1933 in New York zur Zeit der großen Depression:Boxer Jimmy Braddock hat eine Frau und drei Kinder zu versorgen,aber seine Boxkarriere scheint nach einigen Niederlagen und Verletzungen beendet.Schulden und Armut plagen ihn und seine Familie.
Als eines Tages ein Boxer für einen geplanten Kampf ausfällt,kann Jimmy für ihn einspringen.Entgegen allen Erwartungen gewinnt er und beginnt ein Comeback,doch am Ende wartet ein gefährlicher Titelkampf,denn sein Gegner hinterließ schon 2 Tote im Ring…
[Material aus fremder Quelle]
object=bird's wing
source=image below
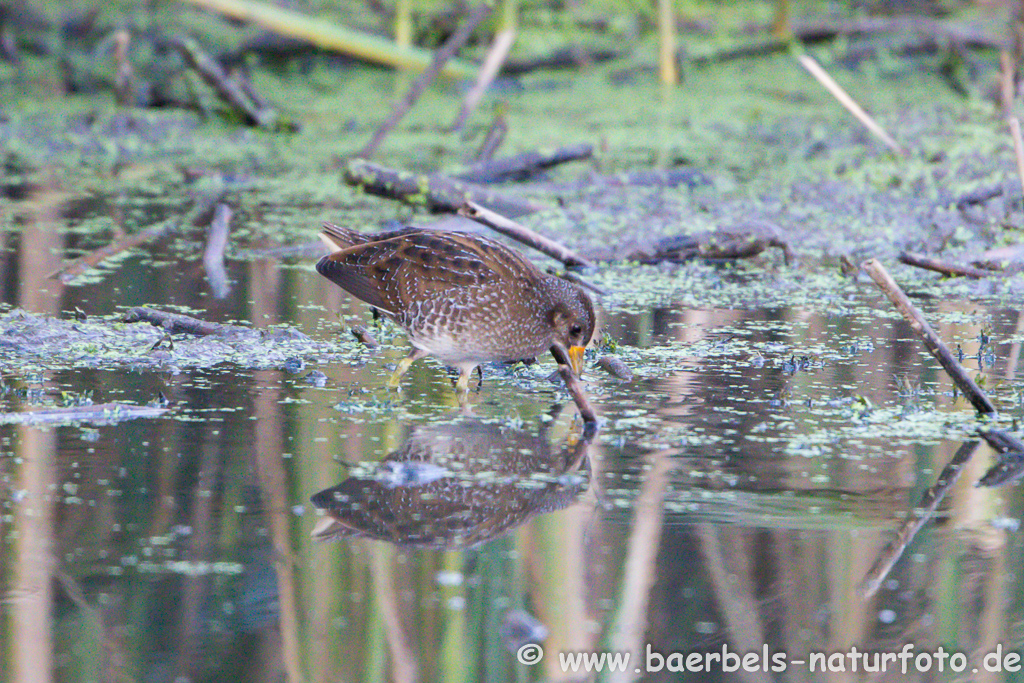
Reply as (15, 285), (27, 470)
(316, 230), (541, 313)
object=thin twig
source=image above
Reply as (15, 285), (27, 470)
(999, 49), (1017, 117)
(476, 111), (509, 161)
(459, 202), (594, 267)
(47, 221), (176, 285)
(899, 251), (996, 280)
(449, 29), (515, 133)
(797, 54), (906, 157)
(860, 439), (980, 598)
(357, 2), (493, 159)
(171, 37), (279, 130)
(184, 0), (476, 78)
(114, 29), (135, 106)
(123, 306), (252, 336)
(1007, 114), (1024, 200)
(456, 142), (594, 182)
(203, 204), (231, 299)
(657, 0), (679, 85)
(0, 403), (168, 425)
(860, 258), (995, 415)
(975, 429), (1024, 487)
(345, 159), (544, 216)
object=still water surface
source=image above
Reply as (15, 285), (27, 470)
(0, 227), (1024, 683)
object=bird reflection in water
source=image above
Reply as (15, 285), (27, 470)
(310, 417), (593, 549)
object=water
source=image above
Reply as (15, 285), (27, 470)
(0, 219), (1024, 682)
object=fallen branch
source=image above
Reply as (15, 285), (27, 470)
(899, 252), (995, 280)
(48, 221), (176, 285)
(123, 306), (251, 337)
(0, 403), (168, 425)
(456, 143), (594, 183)
(357, 2), (493, 159)
(860, 440), (980, 598)
(546, 268), (608, 296)
(797, 54), (906, 157)
(459, 202), (594, 267)
(345, 159), (544, 216)
(177, 0), (476, 78)
(551, 345), (597, 425)
(171, 37), (280, 130)
(975, 429), (1024, 486)
(502, 47), (623, 76)
(860, 258), (995, 415)
(449, 29), (515, 133)
(690, 16), (1004, 66)
(203, 204), (231, 299)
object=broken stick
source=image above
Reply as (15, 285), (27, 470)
(48, 221), (176, 285)
(860, 439), (979, 598)
(358, 2), (493, 159)
(203, 204), (231, 299)
(459, 202), (594, 267)
(345, 159), (544, 216)
(899, 251), (996, 280)
(860, 258), (995, 415)
(449, 29), (515, 133)
(171, 37), (279, 130)
(456, 143), (594, 182)
(123, 306), (251, 336)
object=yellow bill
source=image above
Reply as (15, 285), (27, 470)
(569, 346), (585, 377)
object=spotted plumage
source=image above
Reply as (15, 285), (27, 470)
(316, 223), (595, 391)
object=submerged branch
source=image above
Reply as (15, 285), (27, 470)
(860, 258), (995, 415)
(457, 143), (594, 182)
(48, 221), (176, 285)
(860, 440), (980, 598)
(357, 2), (493, 159)
(0, 403), (169, 425)
(459, 202), (594, 267)
(551, 344), (597, 425)
(124, 306), (251, 337)
(345, 159), (544, 216)
(179, 0), (476, 78)
(899, 252), (996, 280)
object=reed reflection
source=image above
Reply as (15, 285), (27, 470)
(310, 416), (593, 549)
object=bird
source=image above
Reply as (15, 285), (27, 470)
(316, 222), (596, 395)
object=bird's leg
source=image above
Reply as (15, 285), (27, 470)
(387, 348), (427, 389)
(455, 368), (473, 397)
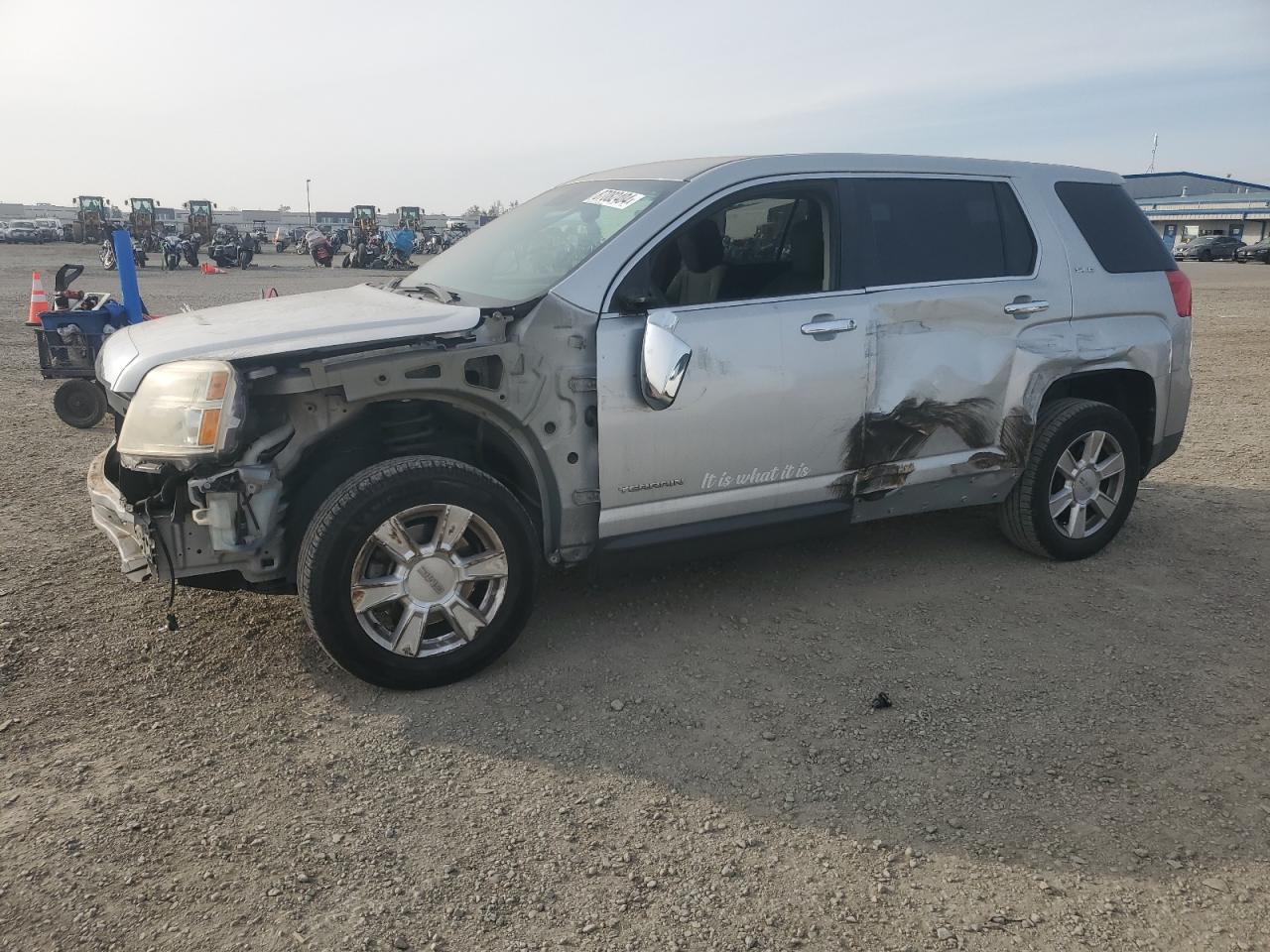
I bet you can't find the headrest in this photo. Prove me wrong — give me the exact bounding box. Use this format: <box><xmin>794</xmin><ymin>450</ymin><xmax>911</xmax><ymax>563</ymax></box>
<box><xmin>790</xmin><ymin>218</ymin><xmax>825</xmax><ymax>274</ymax></box>
<box><xmin>677</xmin><ymin>218</ymin><xmax>722</xmax><ymax>274</ymax></box>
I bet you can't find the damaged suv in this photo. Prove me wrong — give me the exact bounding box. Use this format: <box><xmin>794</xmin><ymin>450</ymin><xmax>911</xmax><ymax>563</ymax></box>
<box><xmin>87</xmin><ymin>155</ymin><xmax>1192</xmax><ymax>688</ymax></box>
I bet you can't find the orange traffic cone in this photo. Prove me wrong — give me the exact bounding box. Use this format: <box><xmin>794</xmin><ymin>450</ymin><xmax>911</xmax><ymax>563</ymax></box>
<box><xmin>27</xmin><ymin>272</ymin><xmax>49</xmax><ymax>327</ymax></box>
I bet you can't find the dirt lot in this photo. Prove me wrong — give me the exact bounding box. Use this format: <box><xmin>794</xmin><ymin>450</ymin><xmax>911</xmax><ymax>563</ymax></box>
<box><xmin>0</xmin><ymin>245</ymin><xmax>1270</xmax><ymax>952</ymax></box>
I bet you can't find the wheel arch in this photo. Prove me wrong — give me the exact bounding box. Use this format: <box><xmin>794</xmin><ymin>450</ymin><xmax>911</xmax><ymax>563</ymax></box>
<box><xmin>285</xmin><ymin>394</ymin><xmax>562</xmax><ymax>574</ymax></box>
<box><xmin>1039</xmin><ymin>367</ymin><xmax>1158</xmax><ymax>475</ymax></box>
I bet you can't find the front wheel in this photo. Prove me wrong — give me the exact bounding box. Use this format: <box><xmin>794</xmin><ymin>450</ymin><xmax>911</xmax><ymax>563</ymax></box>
<box><xmin>998</xmin><ymin>398</ymin><xmax>1142</xmax><ymax>561</ymax></box>
<box><xmin>296</xmin><ymin>456</ymin><xmax>539</xmax><ymax>689</ymax></box>
<box><xmin>54</xmin><ymin>378</ymin><xmax>107</xmax><ymax>430</ymax></box>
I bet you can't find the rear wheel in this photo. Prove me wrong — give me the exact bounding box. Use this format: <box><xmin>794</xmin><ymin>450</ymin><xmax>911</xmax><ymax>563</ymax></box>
<box><xmin>54</xmin><ymin>380</ymin><xmax>107</xmax><ymax>430</ymax></box>
<box><xmin>298</xmin><ymin>456</ymin><xmax>539</xmax><ymax>689</ymax></box>
<box><xmin>999</xmin><ymin>398</ymin><xmax>1140</xmax><ymax>559</ymax></box>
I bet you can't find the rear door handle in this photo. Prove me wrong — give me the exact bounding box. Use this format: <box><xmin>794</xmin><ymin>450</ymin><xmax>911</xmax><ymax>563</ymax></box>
<box><xmin>799</xmin><ymin>313</ymin><xmax>856</xmax><ymax>337</ymax></box>
<box><xmin>1006</xmin><ymin>298</ymin><xmax>1049</xmax><ymax>320</ymax></box>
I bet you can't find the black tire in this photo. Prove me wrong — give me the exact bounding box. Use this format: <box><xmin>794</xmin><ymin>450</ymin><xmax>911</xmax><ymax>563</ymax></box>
<box><xmin>998</xmin><ymin>398</ymin><xmax>1142</xmax><ymax>561</ymax></box>
<box><xmin>296</xmin><ymin>456</ymin><xmax>540</xmax><ymax>690</ymax></box>
<box><xmin>54</xmin><ymin>378</ymin><xmax>107</xmax><ymax>430</ymax></box>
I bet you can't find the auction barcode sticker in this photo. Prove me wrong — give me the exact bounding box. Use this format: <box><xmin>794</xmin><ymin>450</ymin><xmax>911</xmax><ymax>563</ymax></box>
<box><xmin>584</xmin><ymin>187</ymin><xmax>644</xmax><ymax>208</ymax></box>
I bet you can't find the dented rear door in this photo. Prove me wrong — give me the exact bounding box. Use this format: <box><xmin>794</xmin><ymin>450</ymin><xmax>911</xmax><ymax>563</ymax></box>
<box><xmin>842</xmin><ymin>176</ymin><xmax>1072</xmax><ymax>518</ymax></box>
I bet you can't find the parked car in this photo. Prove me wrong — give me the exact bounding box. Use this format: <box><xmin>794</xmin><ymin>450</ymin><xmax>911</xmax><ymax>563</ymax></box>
<box><xmin>8</xmin><ymin>218</ymin><xmax>45</xmax><ymax>245</ymax></box>
<box><xmin>36</xmin><ymin>218</ymin><xmax>63</xmax><ymax>241</ymax></box>
<box><xmin>1234</xmin><ymin>237</ymin><xmax>1270</xmax><ymax>264</ymax></box>
<box><xmin>1174</xmin><ymin>235</ymin><xmax>1243</xmax><ymax>262</ymax></box>
<box><xmin>87</xmin><ymin>155</ymin><xmax>1192</xmax><ymax>688</ymax></box>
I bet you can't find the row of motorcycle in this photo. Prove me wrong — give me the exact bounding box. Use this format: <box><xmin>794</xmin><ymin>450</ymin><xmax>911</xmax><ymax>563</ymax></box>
<box><xmin>100</xmin><ymin>227</ymin><xmax>437</xmax><ymax>272</ymax></box>
<box><xmin>296</xmin><ymin>228</ymin><xmax>416</xmax><ymax>271</ymax></box>
<box><xmin>100</xmin><ymin>228</ymin><xmax>257</xmax><ymax>272</ymax></box>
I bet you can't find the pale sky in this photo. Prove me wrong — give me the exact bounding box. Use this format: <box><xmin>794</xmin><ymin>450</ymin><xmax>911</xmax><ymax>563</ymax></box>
<box><xmin>0</xmin><ymin>0</ymin><xmax>1270</xmax><ymax>213</ymax></box>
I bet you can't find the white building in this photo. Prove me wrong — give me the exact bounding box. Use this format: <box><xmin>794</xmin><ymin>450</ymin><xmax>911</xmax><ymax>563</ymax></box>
<box><xmin>1124</xmin><ymin>172</ymin><xmax>1270</xmax><ymax>248</ymax></box>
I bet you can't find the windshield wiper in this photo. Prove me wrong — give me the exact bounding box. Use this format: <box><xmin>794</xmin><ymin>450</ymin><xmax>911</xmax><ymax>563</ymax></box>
<box><xmin>401</xmin><ymin>282</ymin><xmax>462</xmax><ymax>303</ymax></box>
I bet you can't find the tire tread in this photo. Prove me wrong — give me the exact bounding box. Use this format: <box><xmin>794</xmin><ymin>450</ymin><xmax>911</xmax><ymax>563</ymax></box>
<box><xmin>296</xmin><ymin>456</ymin><xmax>537</xmax><ymax>688</ymax></box>
<box><xmin>997</xmin><ymin>398</ymin><xmax>1106</xmax><ymax>558</ymax></box>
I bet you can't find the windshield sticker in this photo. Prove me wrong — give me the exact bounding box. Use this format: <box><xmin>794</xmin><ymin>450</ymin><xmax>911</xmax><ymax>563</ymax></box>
<box><xmin>583</xmin><ymin>187</ymin><xmax>644</xmax><ymax>209</ymax></box>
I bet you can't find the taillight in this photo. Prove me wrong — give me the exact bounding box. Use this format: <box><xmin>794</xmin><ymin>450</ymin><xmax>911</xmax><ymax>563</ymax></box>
<box><xmin>1165</xmin><ymin>268</ymin><xmax>1190</xmax><ymax>317</ymax></box>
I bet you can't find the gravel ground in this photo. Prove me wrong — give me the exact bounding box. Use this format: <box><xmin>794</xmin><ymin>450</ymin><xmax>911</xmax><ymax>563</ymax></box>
<box><xmin>0</xmin><ymin>245</ymin><xmax>1270</xmax><ymax>952</ymax></box>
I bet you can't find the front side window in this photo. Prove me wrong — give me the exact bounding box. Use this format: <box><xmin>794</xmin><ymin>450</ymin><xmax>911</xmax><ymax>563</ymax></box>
<box><xmin>617</xmin><ymin>182</ymin><xmax>835</xmax><ymax>307</ymax></box>
<box><xmin>853</xmin><ymin>178</ymin><xmax>1036</xmax><ymax>287</ymax></box>
<box><xmin>400</xmin><ymin>178</ymin><xmax>684</xmax><ymax>303</ymax></box>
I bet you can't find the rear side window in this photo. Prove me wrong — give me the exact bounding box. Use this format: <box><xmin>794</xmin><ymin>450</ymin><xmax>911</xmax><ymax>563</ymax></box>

Ron Howard und Russell Crowe haben es mal wieder geschafft,ein fast perfektes Meisterwerk auf die Beine zu stellen.
Dabei beginnt der Streifen recht schleppend,der Background der großen Depression wird ausführlich geschildert,was zwar sehr authentisch in Szene gesetzt wurde,für meinen Geschmack aber etwas zu lang geraten ist.
Mit dem Comeback des Boxers gewinnt der Streifen dann an Dramaturgie,die zweifellos im Endkampf seinen Höhepunkt findet.Selten zuvor haben mich die letzten 15 Minuten eines Streifens dermaßen an den Kinosessel gefesselt.
Russell Crowe liefert dabei eine tolle Vorstellung als Boxer mit Herz ab.(Eine geniale Szene,in der Braddock seinen Mundschutz verliert,ihn aufhebt um seinen Gegner dann siegessicher anzugrinsen).Aber auch sämtliche Nebendarsteller sind toll besetzt und machen ihre Sache gut.Da fällt besonders Paul Giamatti als Boxmanager positiv auf
Die Optik ist brillant,die Kamera sehr sorgfältig,nur bei der Choreographie der Fights kann das ansonsten hohe Niveau nicht ganz gehalten werden,denn diese erinnert doch sehr an die von „Raging Bull“mit Robert de Niro.
Kann man aber verkraften,denn dieses handwerklich sehr sauber in Szene gesetzte Drama kann ich jedem(auch nicht Boxfan)ans Herz legen,denn er geht ans Herz!